In the first round of the draft Reggie McKenzie passed on star Alabama linebacker Reuben Foster, instead choosing to address the secondary with CB Gareon Conley. In the second round McKenzie passed on Vanderbilt ‘backer Zach Cunningham to add yet another piece to the secondary in S Obi Melifonwu.
It’s clear from these moves that McKenzie and his staff viewed the secondary as a higher position of need than the linebacking corps. That being said, Richard Sherman and Kam Chancellor were both fifth round picks, and the Raiders will hope they have unearthed a hidden gem with their own fifth round choice.
Lee had a highly productive four-year collegiate career in the ACC. He registered over 100 tackles in a season twice as Deacon and had 41 tackles for loss, 14.5 sacks and four forced fumbles over his college career. His continued improvement was finally rewarded in his senior season when he was named to the All-ACC second team for defense.
Weight: 240 lbs
Arm Length: 32 1/2”
Hand Size: 9 1/2"
40-yard dash: 4.78
Bench: 25 Reps
2016: 105 TKL, 20 TFL, 7.5 SCK, 3 FF
2015: 71 TKL, 9 TFL, 3 SCK, 0 FF
2014: 101 TKL, 12 TFL, 4 SCK, 1 FF
2013: 14 TKL, 0 TFL, 0 SCK, 0 FF
2016: Second-Team All-ACC Defense
In the pros Lee projects to be a lot more effective as a run-stopper than in coverage. That’s not terrible news for a Raiders defense that allowed a paltry 117.6 rushing yards per game last season.
The Maryland native displayed a knack for getting behind the line of scrimmage and wreaking havoc in college, evidenced by his 20 tackles for loss in 2016 alone.
The Raiders will be hoping that Lee can eventually reach the immense potential he flashed against Syracuse last season. Against the Orangemen he amassed a ridiculous 15 tackles, including five for loss and two sacks.
Like all fifth round picks, Lee’s game is far from perfect. He isn’t particularly fast and will likely struggle in man coverage and in pursuit on stretch running plays against elusive backs. His game is relatively one-dimensional and linebackers that are only effective in one or two gap run protection don’t usually excel in the modern NFL.
Situationally, Lee could be a good player for the Raiders, but he needs to work on his speed and positioning to land a bigger role with the team. That means becoming more adept at shedding blockers, in pass coverage and improving his pursuit angles.
What he brings to the Raiders:
Lee brings both leadership and durability to a Raiders’ defense that gave up the seventh most yards per game in the league last year.

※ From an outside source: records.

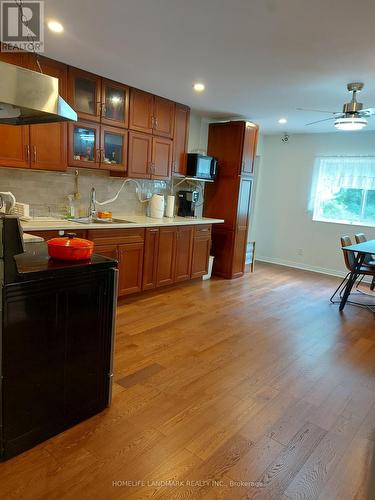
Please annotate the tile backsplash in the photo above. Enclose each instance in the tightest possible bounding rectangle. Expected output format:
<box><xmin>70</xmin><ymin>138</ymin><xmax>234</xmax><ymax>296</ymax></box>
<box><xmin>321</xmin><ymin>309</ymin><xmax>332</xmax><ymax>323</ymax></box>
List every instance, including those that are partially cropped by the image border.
<box><xmin>0</xmin><ymin>167</ymin><xmax>201</xmax><ymax>217</ymax></box>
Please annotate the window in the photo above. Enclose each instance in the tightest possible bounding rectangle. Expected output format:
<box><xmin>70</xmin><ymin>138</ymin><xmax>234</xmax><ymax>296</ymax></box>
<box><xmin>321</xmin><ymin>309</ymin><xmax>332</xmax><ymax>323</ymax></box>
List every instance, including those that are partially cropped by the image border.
<box><xmin>312</xmin><ymin>156</ymin><xmax>375</xmax><ymax>226</ymax></box>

He played 37 games over the last three seasons and was named a defensive captain of a 7-6 Wake Forest squad last season.
With Malcolm Smith heading to the 49ers and Perry Riley Jr. still unsigned, Lee may be asked to step into a big role right off the bat, as S&B’s Levi Damien has already alluded to. He could bring an immediate edge to the Raiders’ run defense, but the question will be whether or not his average speed will be a liability across the rest of the defense.
If Lee outperforms his fifth round draft spot it could help catapult the Silver and Black out of the NFL’s defensive basement. If he does turn out to be a liability however, Raiders’ fans may be waking up in cold sweats for the next several years wondering what could have been if the team had taken Reuben Foster in the first round.